Reefs during the Early-Middle Ordovician Period (~485 to 460 million years ago) experienced a significant transition from microbialite dominance to increased contributions from metazoans (animals) such as sponges. My summer research is part of a broader project which aims to quantify the contribution of microbial communities to reef-building from the Early Ordovician into the Middle Ordovician in an effort to understand how ancient reef ecosystems evolved in response to environmental and biological changes. I aim to test the hypothesis that sponges became more significant contributors to reef fabrics over time.

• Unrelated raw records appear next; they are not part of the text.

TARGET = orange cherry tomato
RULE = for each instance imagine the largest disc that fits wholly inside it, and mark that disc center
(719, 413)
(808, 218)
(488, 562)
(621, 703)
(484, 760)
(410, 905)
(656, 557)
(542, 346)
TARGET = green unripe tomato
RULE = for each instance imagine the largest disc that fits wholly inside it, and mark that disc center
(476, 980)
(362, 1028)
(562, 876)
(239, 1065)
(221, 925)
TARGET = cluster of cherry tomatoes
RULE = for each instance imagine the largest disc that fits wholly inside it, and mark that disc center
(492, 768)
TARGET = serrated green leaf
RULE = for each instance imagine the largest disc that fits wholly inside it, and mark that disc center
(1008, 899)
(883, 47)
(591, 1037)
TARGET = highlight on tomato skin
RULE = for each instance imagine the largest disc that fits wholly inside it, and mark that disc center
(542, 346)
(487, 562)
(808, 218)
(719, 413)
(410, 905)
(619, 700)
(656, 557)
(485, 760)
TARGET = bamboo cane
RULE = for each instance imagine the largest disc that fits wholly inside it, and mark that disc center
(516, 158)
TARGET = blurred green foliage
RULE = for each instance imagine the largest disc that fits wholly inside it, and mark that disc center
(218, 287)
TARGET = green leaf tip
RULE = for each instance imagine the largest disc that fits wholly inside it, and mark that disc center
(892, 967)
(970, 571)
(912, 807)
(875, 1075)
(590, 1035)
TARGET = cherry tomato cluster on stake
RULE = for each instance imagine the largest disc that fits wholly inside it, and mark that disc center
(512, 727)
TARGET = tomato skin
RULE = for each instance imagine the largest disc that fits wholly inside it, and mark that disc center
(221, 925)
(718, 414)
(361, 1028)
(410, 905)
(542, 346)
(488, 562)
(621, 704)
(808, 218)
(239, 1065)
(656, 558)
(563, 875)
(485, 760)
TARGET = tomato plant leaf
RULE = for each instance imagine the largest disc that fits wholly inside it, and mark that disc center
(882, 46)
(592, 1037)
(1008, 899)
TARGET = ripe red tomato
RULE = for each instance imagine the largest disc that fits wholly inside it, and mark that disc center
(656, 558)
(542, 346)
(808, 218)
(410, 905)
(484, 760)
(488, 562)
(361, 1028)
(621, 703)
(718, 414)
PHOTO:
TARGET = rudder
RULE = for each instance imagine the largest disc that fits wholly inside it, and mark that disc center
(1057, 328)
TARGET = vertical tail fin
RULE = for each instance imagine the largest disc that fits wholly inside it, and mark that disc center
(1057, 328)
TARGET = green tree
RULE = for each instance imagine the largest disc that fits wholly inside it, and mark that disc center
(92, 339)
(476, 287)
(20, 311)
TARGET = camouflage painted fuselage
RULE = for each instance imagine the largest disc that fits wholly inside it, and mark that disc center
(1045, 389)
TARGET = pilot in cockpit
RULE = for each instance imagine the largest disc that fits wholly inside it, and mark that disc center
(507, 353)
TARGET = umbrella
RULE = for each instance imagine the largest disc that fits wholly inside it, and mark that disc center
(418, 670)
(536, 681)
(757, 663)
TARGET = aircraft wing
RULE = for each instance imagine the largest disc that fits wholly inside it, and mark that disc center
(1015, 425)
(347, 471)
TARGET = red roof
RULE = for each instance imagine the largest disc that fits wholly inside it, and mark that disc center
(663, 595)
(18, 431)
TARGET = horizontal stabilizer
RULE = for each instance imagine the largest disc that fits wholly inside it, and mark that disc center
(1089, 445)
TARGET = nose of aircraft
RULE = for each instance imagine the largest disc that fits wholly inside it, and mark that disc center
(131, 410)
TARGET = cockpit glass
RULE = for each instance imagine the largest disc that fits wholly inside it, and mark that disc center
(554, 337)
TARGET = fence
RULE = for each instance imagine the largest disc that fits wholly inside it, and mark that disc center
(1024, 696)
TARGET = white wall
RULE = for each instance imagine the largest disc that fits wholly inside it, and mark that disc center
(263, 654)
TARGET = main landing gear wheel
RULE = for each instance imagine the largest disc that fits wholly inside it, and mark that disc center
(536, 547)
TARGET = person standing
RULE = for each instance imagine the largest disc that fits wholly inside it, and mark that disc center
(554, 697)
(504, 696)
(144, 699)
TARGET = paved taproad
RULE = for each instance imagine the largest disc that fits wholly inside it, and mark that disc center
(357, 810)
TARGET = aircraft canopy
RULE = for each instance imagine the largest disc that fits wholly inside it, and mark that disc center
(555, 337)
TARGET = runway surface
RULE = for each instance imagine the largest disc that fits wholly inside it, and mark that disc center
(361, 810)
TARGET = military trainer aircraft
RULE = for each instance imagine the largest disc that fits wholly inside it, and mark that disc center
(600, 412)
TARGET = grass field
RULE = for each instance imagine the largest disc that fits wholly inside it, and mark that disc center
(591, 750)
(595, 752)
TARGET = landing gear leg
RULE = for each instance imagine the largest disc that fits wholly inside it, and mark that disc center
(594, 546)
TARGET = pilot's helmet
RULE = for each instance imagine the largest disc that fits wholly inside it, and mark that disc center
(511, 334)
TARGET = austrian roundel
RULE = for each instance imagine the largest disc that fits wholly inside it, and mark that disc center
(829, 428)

We traveled to the Ibex region of western Utah, which contains multiple reef-bearing rock units from the Early-Middle Ordovician Period. We used a grid sampling technique in which a grid frame was placed on an exposed mound surface in order to systematically record the presence/absence and spatial distribution of sponges, receptaculitids (a sponge-like animal), suspected microbialite textures, and fossil fragments within a 25 cm x 25 cm area. This summer I will digitize the grid results, investigate patterns in our new data, and compare them with previously collected data. With these additional grid results, we have grid data from every mound interval in the Lower through Middle Ordovician succession in the Ibex area. In addition, physical samples were collected from representative mounds. In the lab, I will prepare thin sections from a subset of these samples for petrographic analysis. I will use a petrographic microscope to examine the microbialite fabrics and sponge fossils on a smaller scale. My goal is to compare data from each unit in order to identify changes in overall reef fabric, suspected microbialite textures, and the abundance of sponges within the reefs. This research will contribute to our understanding of the underlying biological and environmental dynamics that facilitated the transition from microbial to metazoan dominance in Early-Middle Ordovician reefs and set the stage for further metazoan involvement in reef frameworks.